On getting unstuck: “I let myself play or walk or eat or cry, whatever’s necessary. I go to a lecture, read, nap, doodle, write emails asking people for money. I sigh and wonder if I’ll ever finish the composition. I scroll and am reminded that reality is what I create with my own mind and thoughts. I continue.”
On open access: “Literary Nights funds itself through public grants and individual donors, and we want to keep it free and accessible, like the salon or library, a true space without transactional motives. A space radically inclusive that promotes radical self-expression.
On fanfare: Saira’s short fiction chapbook, Late Stage, was published by DeRailleur Press in Brooklyn, New York. A 2023 Periplus Fellow, her work was also shortlisted for the 2023 Coppice Prize in short fiction and named a finalist for the Black Lawrence Press 2024 Immigrant Writing Series.

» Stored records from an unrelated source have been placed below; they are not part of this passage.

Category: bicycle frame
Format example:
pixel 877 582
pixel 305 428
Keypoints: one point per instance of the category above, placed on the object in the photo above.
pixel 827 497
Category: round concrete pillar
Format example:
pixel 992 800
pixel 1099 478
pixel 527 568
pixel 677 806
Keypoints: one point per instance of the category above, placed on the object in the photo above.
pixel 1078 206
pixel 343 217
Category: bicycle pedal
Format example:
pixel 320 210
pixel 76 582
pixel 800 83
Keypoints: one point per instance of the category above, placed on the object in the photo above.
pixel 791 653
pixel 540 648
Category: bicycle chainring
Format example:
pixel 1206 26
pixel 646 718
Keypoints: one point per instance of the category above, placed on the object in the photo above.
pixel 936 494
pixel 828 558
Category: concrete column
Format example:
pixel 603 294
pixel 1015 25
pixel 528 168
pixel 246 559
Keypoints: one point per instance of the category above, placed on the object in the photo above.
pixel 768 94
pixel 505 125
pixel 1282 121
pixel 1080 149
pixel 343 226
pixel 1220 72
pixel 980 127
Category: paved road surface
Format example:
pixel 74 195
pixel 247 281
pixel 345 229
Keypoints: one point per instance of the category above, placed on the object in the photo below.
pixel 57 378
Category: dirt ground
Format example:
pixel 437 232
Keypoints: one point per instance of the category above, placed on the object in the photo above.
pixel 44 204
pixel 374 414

On inspiration: “The writers, artists, teachers that have nurtured me and shared their secrets and methods, ones I have met through writing workshops and retreats and classes and recitations and the artists I have read and seen and worshipped and breathed in. These people exist all over the world and in Issaquah and across time. The women who inspire me and especially those who disturb me.”
Hometown: Somerset, New Jersey
Favorite place near Issaquah: “I walk the Rainier Trail daily, and I also love the patio in the back of Paisley’s Tea Room.”